The leg ends when all 5 dice have been rolled. Each die is only rolled once in a leg, so when betting take note of which camels are yet to move, and which ones will not move again. The end of the leg is also when you collect your money (if you bet well) or lose some money (if you did not). This works best if one player handles the responsibility of the banker. All pyramid, terrain and camel tiles return to the board before the new leg.
You keep playing legs until one of the camels has crossed the finish line. Once the race is over, then the betting on overall winner and loser are revealed and the monies paid out. I’ve got this far and haven’t even mentioned the best part of the game – and that is what happens when camels occupy the same space. If a camel moves into a space already occupied, the piece sits on top of the camel already there. The pieces are carved so that they slot into each other.

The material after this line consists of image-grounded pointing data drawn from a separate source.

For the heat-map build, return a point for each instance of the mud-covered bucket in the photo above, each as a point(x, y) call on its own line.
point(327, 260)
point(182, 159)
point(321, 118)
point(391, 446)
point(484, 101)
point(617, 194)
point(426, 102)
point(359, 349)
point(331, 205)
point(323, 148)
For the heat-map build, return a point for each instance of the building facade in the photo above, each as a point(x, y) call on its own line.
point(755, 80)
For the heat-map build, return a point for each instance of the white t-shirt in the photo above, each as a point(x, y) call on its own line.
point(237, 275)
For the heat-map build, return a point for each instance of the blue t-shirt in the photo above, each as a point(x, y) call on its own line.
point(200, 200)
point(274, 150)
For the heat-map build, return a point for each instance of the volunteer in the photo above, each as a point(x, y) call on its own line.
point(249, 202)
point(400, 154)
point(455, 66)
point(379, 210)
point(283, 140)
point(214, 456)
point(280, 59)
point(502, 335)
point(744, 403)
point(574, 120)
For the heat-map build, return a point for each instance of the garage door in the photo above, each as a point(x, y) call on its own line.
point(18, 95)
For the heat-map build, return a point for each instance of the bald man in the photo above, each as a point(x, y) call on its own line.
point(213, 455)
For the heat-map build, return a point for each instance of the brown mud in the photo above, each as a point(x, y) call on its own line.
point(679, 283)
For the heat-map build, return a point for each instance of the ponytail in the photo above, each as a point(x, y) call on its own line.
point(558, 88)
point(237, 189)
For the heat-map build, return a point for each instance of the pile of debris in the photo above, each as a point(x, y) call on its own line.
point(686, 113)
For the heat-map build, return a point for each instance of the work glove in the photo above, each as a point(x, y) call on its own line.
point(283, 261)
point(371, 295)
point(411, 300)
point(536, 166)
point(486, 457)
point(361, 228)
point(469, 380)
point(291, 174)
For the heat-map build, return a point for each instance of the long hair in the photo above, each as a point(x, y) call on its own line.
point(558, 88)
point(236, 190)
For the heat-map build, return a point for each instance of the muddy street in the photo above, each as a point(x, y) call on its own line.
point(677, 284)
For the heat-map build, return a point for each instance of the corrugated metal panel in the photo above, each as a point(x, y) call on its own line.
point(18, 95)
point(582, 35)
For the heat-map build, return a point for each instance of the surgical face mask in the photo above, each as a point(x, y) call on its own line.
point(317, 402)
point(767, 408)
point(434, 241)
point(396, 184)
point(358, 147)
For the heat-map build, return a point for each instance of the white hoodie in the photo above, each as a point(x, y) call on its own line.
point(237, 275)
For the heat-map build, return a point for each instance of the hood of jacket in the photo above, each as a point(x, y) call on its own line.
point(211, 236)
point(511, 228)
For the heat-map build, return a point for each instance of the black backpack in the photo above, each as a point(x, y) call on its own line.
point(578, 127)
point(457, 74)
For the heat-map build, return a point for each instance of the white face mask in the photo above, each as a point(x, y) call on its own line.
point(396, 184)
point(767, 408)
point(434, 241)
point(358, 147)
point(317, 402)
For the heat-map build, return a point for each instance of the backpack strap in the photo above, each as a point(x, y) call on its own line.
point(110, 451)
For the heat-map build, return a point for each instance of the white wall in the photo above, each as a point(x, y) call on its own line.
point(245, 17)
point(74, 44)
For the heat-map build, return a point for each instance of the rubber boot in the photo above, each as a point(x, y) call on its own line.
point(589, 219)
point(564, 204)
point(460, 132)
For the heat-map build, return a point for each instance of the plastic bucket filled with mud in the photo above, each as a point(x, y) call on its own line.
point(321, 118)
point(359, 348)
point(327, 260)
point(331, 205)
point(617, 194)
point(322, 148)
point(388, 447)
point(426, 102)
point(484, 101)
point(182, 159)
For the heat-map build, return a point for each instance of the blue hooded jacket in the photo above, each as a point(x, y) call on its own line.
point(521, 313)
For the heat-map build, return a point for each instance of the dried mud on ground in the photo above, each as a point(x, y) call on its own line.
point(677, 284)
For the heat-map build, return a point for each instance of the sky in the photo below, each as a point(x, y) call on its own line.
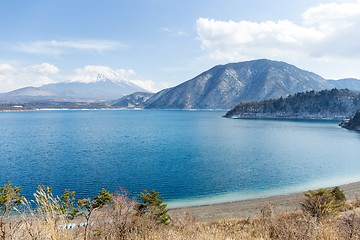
point(161, 43)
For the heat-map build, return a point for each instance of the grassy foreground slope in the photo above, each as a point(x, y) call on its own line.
point(324, 214)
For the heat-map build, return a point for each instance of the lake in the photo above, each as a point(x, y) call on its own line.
point(190, 157)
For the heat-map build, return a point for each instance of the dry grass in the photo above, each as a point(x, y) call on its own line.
point(119, 221)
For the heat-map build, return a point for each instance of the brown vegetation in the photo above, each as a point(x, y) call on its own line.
point(120, 220)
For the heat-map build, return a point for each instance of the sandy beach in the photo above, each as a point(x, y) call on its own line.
point(249, 208)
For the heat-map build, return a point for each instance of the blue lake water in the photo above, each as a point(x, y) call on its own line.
point(190, 157)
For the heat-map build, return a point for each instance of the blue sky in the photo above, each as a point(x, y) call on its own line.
point(159, 43)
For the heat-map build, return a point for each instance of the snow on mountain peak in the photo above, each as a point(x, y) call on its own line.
point(90, 74)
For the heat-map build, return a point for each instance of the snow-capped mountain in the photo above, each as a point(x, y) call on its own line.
point(102, 85)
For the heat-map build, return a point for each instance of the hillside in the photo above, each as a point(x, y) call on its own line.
point(325, 104)
point(224, 86)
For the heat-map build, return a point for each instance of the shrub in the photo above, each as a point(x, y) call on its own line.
point(9, 200)
point(323, 202)
point(152, 204)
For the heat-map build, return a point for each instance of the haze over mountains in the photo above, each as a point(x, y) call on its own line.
point(104, 86)
point(221, 87)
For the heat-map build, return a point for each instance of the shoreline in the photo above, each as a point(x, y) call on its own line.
point(250, 208)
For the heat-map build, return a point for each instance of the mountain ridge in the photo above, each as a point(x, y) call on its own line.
point(324, 104)
point(224, 86)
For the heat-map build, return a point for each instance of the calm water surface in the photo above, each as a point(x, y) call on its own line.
point(190, 157)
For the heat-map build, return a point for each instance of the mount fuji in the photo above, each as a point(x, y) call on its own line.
point(102, 85)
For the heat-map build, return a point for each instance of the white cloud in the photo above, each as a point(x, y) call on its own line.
point(131, 76)
point(327, 32)
point(174, 32)
point(55, 47)
point(12, 78)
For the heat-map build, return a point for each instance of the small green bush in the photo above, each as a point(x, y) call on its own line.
point(152, 204)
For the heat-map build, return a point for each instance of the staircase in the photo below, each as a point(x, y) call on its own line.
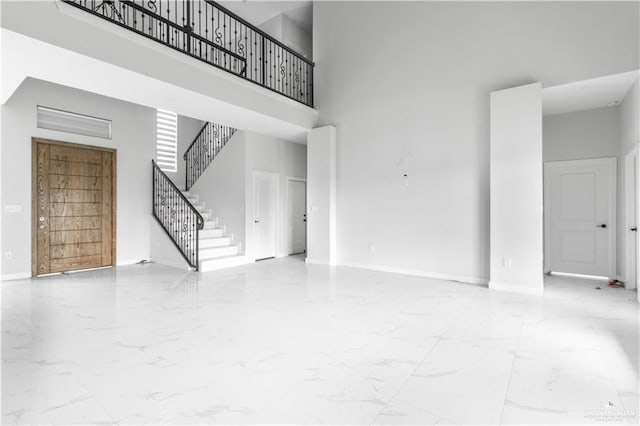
point(216, 249)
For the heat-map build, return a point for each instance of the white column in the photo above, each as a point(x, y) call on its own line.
point(321, 195)
point(516, 190)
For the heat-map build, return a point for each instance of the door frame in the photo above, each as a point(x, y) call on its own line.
point(275, 178)
point(611, 163)
point(34, 195)
point(289, 179)
point(631, 203)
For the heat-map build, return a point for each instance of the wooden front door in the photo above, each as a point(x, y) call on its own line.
point(73, 207)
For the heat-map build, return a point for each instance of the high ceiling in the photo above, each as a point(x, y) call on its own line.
point(582, 95)
point(259, 11)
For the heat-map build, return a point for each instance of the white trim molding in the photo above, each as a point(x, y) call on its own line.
point(417, 273)
point(516, 289)
point(18, 276)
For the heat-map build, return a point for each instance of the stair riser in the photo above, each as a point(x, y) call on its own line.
point(215, 242)
point(211, 233)
point(211, 253)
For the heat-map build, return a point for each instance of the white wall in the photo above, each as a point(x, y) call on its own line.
point(139, 70)
point(321, 196)
point(133, 130)
point(286, 159)
point(584, 134)
point(590, 134)
point(630, 133)
point(408, 92)
point(630, 119)
point(188, 128)
point(222, 187)
point(226, 186)
point(516, 190)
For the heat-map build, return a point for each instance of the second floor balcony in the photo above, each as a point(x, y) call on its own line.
point(209, 32)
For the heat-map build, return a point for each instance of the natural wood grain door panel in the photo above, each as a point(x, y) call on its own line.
point(73, 207)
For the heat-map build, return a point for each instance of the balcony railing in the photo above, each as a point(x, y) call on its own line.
point(207, 31)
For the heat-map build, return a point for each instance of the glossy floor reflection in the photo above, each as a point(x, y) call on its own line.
point(284, 342)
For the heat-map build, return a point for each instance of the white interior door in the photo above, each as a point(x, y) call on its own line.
point(580, 219)
point(297, 216)
point(265, 186)
point(631, 218)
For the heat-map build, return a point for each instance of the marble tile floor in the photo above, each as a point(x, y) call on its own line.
point(284, 342)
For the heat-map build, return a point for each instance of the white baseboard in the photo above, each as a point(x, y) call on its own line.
point(19, 276)
point(417, 273)
point(174, 263)
point(317, 262)
point(516, 289)
point(127, 262)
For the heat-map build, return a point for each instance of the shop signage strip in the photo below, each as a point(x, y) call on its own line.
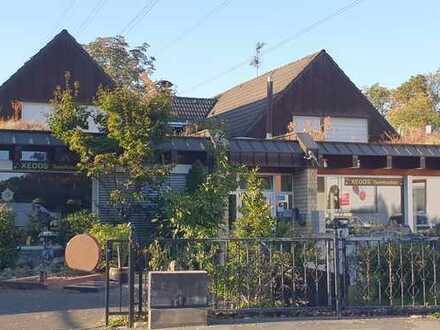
point(362, 181)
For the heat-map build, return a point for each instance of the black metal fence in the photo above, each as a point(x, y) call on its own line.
point(402, 272)
point(324, 274)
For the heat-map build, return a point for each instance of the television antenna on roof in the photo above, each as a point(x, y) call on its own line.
point(257, 60)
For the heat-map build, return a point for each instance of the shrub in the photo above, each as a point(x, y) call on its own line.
point(9, 237)
point(80, 222)
point(104, 232)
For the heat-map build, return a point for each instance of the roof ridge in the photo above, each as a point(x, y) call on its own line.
point(311, 56)
point(194, 98)
point(63, 34)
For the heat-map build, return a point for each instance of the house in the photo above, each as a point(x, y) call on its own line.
point(353, 172)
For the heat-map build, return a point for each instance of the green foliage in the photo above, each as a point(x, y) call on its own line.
point(124, 65)
point(9, 238)
point(79, 222)
point(195, 176)
point(412, 105)
point(417, 112)
point(117, 321)
point(199, 211)
point(380, 97)
point(131, 122)
point(39, 221)
point(256, 219)
point(104, 232)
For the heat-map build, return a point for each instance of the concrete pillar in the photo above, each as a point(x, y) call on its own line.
point(408, 214)
point(305, 191)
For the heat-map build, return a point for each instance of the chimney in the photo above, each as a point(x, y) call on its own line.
point(269, 128)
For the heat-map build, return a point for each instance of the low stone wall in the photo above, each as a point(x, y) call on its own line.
point(177, 299)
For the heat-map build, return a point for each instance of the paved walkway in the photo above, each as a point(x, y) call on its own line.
point(354, 324)
point(52, 309)
point(61, 309)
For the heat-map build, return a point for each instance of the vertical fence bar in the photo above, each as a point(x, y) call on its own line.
point(107, 281)
point(292, 247)
point(327, 268)
point(401, 275)
point(422, 245)
point(282, 273)
point(130, 283)
point(317, 277)
point(413, 284)
point(140, 292)
point(379, 278)
point(390, 273)
point(337, 265)
point(434, 268)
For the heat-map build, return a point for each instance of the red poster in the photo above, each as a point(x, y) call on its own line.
point(345, 199)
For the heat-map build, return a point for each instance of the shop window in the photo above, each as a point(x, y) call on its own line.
point(34, 156)
point(54, 194)
point(4, 154)
point(286, 183)
point(267, 182)
point(419, 202)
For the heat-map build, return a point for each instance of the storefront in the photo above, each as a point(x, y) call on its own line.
point(37, 177)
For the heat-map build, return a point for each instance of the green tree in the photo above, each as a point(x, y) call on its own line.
point(413, 105)
point(9, 237)
point(256, 219)
point(416, 112)
point(131, 123)
point(199, 212)
point(127, 66)
point(380, 97)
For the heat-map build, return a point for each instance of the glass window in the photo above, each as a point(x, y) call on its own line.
point(419, 202)
point(34, 156)
point(54, 194)
point(286, 183)
point(267, 182)
point(4, 154)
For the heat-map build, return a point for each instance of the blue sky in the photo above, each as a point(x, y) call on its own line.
point(382, 41)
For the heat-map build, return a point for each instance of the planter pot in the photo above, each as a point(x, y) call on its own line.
point(118, 274)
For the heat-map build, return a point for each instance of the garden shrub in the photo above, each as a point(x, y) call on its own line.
point(9, 238)
point(79, 223)
point(103, 232)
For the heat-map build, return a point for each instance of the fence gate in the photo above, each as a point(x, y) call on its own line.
point(294, 276)
point(395, 274)
point(323, 275)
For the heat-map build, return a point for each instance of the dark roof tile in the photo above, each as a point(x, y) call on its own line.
point(191, 109)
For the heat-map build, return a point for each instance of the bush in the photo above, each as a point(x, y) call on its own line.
point(104, 232)
point(9, 237)
point(80, 222)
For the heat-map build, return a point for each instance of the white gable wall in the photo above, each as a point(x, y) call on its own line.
point(38, 113)
point(341, 129)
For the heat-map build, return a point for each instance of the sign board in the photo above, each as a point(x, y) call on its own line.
point(41, 166)
point(362, 181)
point(345, 199)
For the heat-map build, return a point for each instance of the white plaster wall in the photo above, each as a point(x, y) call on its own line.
point(341, 129)
point(39, 112)
point(433, 199)
point(388, 202)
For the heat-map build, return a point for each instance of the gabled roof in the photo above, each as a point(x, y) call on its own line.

It is unlikely, but you could (in theory) end up with a stack of all 5 camels on top of each other. This is, I suspect, where the name of the game finds its origin. If you roll a die and need to move the camel at the bottom of a stack of camels, then all the camels move – the bottom one carries the others! If a leg ends, or the whole race, and you have a stack of camels in the lead, then the top one is the winner, the second one down is second, etc. This is the main element that makes the game so unpredictable and tense as it enters its final stages.
I have only played this game twice at the time of writing this. My first time, I felt very resistant to it, as I was uncomfortable with the lack of control I had as a player. I was disturbed that I could not form a logical strategy to enable me to win, and so I thought back to that day my mother took me to the casino, and I decided that this game was too much like gambling for me to enjoy it. However, I am glad that the people I was playing with pushed me to continue, because I slowly started to revel in the lack of control, trusted my gut feelings, and ended up winning it.
Calvin’s Verdict: Camel Up
In the end, I think it is the sheer unpredictability of the game which makes it so enjoyable. This is not the kind of game that one of your friends will master and then win easily every time and lord it over you. They say that “anything can happen in a game of cricket,” and in a way, “Camel Up” is a bit like that. You may be approaching the home stretch, and it looks like there’s a clear winner, but one dice roll can change it all.
I’ve only played Camel Up once so far but as the winner, I enjoyed it. The concept isn’t one I’ve come across before and it took a round before I accepted that I was not in control of the camels, not really. When the game was explained to us, they pointed out that it’s not a good idea to bet on the overall winner so, of course, that had to be my first move. I am very much an impulse player so this is my jam. If the gambling aspect doesn’t bug you, Camel Up is a great family game. It’s bright, it’s colourful and boy, am I a sucker for that giant pyramid! Always bet on blue!
Publisher: Pegasus Spiele
Designer: Steffen Bogen
Players: 2-8 players
Play time: 30 minutes
Spiel des Jahres 2014
- The game is actually quite simple (in a good way) once you get the hang of it. It is well designed and thought-out; a real pleasure to look at.
- There really isn’t much I can complain about, except that I am still a little annoyed that your fate in this game is often left up to chance.